• anonymous
solve x^4-34x^2=-225
  • Stacey Warren - Expert
Hey! We 've verified this expert answer for you, click below to unlock the details :)
At vero eos et accusamus et iusto odio dignissimos ducimus qui blanditiis praesentium voluptatum deleniti atque corrupti quos dolores et quas molestias excepturi sint occaecati cupiditate non provident, similique sunt in culpa qui officia deserunt mollitia animi, id est laborum et dolorum fuga.
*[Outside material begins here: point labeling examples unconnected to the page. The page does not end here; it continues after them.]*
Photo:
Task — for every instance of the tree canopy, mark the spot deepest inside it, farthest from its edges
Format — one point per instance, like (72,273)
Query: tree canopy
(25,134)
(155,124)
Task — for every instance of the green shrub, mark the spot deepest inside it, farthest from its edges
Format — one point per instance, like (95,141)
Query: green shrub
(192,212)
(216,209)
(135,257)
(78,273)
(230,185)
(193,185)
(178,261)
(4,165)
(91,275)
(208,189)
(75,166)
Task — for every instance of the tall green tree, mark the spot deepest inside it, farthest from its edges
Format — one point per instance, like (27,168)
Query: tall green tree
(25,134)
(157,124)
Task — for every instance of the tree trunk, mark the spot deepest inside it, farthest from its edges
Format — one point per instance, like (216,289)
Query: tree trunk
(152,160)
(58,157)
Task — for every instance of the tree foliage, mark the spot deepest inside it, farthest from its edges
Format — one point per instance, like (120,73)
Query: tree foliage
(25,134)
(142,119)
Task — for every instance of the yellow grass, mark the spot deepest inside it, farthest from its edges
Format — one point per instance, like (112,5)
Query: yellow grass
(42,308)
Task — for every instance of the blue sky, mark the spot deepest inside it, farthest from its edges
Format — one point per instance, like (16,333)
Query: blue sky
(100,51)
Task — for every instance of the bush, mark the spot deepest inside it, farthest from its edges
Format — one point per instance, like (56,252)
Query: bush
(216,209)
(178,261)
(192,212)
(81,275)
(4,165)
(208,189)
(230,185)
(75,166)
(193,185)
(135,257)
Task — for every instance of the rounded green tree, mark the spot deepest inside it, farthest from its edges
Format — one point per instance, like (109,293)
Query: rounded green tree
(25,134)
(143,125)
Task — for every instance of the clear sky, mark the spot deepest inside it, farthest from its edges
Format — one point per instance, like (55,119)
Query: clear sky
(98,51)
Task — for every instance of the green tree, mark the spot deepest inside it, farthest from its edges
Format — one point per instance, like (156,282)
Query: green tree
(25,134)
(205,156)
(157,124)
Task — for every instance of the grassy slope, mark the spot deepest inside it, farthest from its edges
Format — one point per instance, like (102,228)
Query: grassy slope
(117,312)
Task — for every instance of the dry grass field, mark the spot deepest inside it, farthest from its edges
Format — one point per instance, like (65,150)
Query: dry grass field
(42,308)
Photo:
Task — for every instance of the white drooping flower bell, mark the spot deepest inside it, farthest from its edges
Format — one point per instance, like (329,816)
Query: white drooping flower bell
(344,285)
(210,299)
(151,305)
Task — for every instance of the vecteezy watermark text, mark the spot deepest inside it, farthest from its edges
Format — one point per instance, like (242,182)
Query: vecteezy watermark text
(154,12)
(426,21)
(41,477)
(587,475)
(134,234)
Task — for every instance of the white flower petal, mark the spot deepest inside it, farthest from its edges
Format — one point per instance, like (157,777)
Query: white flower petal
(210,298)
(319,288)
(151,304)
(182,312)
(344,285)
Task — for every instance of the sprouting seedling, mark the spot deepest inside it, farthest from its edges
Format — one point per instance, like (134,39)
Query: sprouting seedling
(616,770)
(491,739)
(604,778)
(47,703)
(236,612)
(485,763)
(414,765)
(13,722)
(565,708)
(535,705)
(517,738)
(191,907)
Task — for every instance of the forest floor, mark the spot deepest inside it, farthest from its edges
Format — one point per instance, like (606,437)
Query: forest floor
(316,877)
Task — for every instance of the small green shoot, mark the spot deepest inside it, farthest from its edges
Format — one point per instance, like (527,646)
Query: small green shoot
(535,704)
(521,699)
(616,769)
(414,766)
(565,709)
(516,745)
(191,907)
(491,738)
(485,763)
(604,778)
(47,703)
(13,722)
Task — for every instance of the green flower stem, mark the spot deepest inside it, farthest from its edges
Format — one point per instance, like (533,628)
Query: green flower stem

Et harum quidem rerum facilis est et expedita distinctio. Nam libero tempore, cum soluta nobis est eligendi optio cumque nihil impedit quo minus id quod maxime placeat facere possimus, omnis voluptas assumenda est, omnis dolor repellendus. Itaque earum rerum hic tenetur a sapiente delectus, ut aut reiciendis voluptatibus maiores alias consequatur aut perferendis doloribus asperiores repellat.
  • jamiebookeater
I got my questions answered at in under 10 minutes. Go to now for free help!
  • apoorvk
let x^2 be t then the eqn. becomes: t^2-34t+225=0 now solve the quadratic and get values of t, and eliminate nay negative values of t, since t is x^2, which cannot be negative.
  • anonymous
\[x ^{4}-34x ^{2}=-225\]First, let's set this equal to 0. \[x ^{4}-34x ^{2}+225=0\] From there, examine the terms and identify it as being quadratic-like because it has three terms that mimic a quadratic (as the power of x on the second term is half the power of x on the first term, and the third term has no x). Then, as others have said, we want to make a substitution: \[u=x ^{2}\] In order to sub it in for the first term, we can do a little re-write first. \[(x ^{2})^2-34x ^{2}+225=0\] Now you can sub it in: \[(u)^2-34(u)+225=0\] Now, factor like usual: \[(u-25)(u-9)=0\] And then use the Zero-Product Property: \[u-25=0\] \[u-9=0\]Solve for u u = 9 and u = 25 At this point, don't forget, you were solving for x to begin with, so now you have to substitute back. \[u=x ^{2}\]Therefore: \[x ^{2}=9\]and \[x ^{2}=25\] To solve for x, take the square root of both sides for each equation. \[\sqrt{x ^{2}}=\pm \sqrt{9}\]\[x=\pm3\] and \[\sqrt{x ^{2}}=\pm \sqrt{25}\]\[x=\pm5\]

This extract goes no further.